Bir sahilde dalgınca yürürken bir anda irkildim. Yerimden sıçradım denemez ama bir anda bir sahilde Orhan Gencebay’la karşılaşmak kimi olsa şaşırtırdı.
Orhan Gencebay, kırmızı bir fonun ortasında bir telefon firmasının tanıtımının yapıyordu; gülümsüyordu. Şöyle bir irkildikten sonra kendime gelerek bu yazın en “trend” konusu arabesk üzerine düşünmeye başladım.
Dışımdan beni yakan yaz sıcağında bütün ciddiyetimle, kültürel kodlarımdan akıp gelen o arabeskin iç nağmeleri üzerine de düşündüm; hatta birçok şarkıyı yeniden dinledim. Saatleri uygun seçmediğimden, bir süre ruhumda acıya dönük hasarlar oluşsa da, öğlen saatlerinde dinlemeye başlayınca bir akademisyen edasına bürünüp; “aslında şairin burada anlatmak istediği derin bir aşk” demeye başladım.
Belki de bu nedenle, arabesk müziği bir üretenin, bir dinleyenin ve bir de inceleyenin ayrı ayrı mercek altına alınması gereğine kanaat getirdim.
Kendimi mercek altına almadan önceki akademik merakım beni Meral Özbek’in arabesk üzerine çalışmalarına doğru yöneltti. Özbek, arabeski dönemler içinde inceliyor, kelimenin etimolojik kökenini anlattıktan sonra dönemlere ayırıyordu. Özbek, arabesk müziğin gelişimini neoliberal politikalarla beraber formüle ediyor ve şunu diyordu; “Arabeski yaratan ve besleyen kentli kitlelerin hesaba katılması gereken kültürel ve siyasi güçler haline gelmesiyle, ayrıca kültür sanayinin gelişmesiyle, bu kitlelerin kültürel ifade biçimleri gitgide ideolojik ve siyasal düzenin bir parçası haline geldi.”

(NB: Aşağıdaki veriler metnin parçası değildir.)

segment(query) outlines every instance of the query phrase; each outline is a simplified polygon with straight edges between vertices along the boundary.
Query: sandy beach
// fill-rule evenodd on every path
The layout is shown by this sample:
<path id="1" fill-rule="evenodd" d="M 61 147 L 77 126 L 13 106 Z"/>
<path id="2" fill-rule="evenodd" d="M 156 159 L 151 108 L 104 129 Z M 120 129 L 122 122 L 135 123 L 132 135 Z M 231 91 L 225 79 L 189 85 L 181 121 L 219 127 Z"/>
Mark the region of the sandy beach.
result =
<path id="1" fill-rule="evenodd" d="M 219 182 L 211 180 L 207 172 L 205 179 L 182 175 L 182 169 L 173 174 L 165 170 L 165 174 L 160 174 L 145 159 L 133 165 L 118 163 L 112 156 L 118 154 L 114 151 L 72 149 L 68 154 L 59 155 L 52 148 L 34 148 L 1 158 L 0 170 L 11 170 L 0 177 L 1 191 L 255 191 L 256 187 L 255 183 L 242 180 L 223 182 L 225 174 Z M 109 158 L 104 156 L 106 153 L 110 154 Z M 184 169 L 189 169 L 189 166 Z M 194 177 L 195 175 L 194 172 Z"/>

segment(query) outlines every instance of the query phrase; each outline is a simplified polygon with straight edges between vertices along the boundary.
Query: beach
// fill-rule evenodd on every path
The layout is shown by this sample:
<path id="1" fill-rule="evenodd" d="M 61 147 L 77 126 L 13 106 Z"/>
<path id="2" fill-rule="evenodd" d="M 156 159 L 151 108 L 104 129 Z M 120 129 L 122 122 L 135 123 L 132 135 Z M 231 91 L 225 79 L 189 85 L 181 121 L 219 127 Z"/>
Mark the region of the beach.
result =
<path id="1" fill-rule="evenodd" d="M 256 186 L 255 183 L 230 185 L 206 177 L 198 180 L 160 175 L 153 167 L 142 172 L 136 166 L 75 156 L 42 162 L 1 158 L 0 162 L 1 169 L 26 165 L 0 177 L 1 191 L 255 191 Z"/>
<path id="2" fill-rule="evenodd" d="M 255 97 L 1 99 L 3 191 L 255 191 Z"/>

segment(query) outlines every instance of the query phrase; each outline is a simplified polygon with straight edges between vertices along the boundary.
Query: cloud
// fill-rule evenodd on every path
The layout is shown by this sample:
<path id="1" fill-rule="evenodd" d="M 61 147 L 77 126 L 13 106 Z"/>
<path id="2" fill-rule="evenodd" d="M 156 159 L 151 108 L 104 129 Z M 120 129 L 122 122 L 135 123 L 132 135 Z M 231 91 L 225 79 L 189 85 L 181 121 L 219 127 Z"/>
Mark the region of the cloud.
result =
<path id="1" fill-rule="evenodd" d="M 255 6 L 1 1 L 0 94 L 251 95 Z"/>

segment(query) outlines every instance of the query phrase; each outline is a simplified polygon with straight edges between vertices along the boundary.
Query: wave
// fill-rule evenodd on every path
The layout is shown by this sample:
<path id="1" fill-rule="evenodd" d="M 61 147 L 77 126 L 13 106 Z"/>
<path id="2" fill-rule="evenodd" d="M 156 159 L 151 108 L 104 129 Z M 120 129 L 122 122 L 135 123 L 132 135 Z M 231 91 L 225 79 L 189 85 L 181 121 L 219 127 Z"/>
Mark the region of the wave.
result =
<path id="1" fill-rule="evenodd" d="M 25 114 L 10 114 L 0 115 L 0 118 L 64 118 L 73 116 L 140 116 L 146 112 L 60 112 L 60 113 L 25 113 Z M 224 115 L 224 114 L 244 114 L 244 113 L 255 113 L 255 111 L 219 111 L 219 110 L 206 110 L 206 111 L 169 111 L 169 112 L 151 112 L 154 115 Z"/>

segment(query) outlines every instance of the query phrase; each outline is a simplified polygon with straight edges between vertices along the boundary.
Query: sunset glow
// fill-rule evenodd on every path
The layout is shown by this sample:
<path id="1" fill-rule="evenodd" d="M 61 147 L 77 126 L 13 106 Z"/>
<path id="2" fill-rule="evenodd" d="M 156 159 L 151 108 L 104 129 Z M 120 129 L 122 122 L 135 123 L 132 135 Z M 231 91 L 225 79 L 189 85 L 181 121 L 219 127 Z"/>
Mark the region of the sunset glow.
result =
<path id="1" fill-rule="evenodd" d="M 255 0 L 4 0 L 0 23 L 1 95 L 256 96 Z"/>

Arabesk müzik ise ilk başlarda Batsın Bu Dünya tadındaki ideolojik sayılabilecek duruşundan ayrılarak çeşitli parçalara bölündü; taverna müziği çıktı mesela içinden devrimci arabesk çıktı, islamcı ve milliyetçi arabesk çeşitleri çıktı. Biz dinleyenler ise müziklerin hepsine arabesk dedik çıktık işin içinden.
Arabesk müziğin nasıl çıktığını Fatih Akın’ın “Köprüyü Geçerken” filminde Orhan Gencebay’ın kendisi çok net bir şekilde anlatır. Radyo dalgalarıyla gelen Arap etkisinin Batı standartları içinde reforme edilişi; bir bakışa göre de deforme edilişi.
Kimlik Müziği Orhan Tekelioğlu ise son makalesinde arabesk üzerine şunları söylüyordu: “varoştan doğan şehir kültürüyle karışarak melezleşen ve merkezileşmeye çalışan bir “kimlik müziği” olduğu söylenebilir.
Aslında, sosyolojik olarak hiçbir müzik zaten “soysuz” olarak nitelendirilemez, arabesk de doğuşundan itibaren hem “melez” hem de şehirlidir. Merkezi kültür elitlerinin bu müziği hedef alması, bu “kendiliğinden” oluşan müzikal sentezi düşman bellemesi, hem onu daha da popülerleştirdi hem de “siyasallaştırdı”. Radyoda ve daha sonra TV’deki yayın yasağıyla başlayan bu siyaseten men sürecinin yarattığı sonuç starların ve dinleyicinin mağduriyetidir.” Mağduriyet ise remikslerle yeniden hayat buldu.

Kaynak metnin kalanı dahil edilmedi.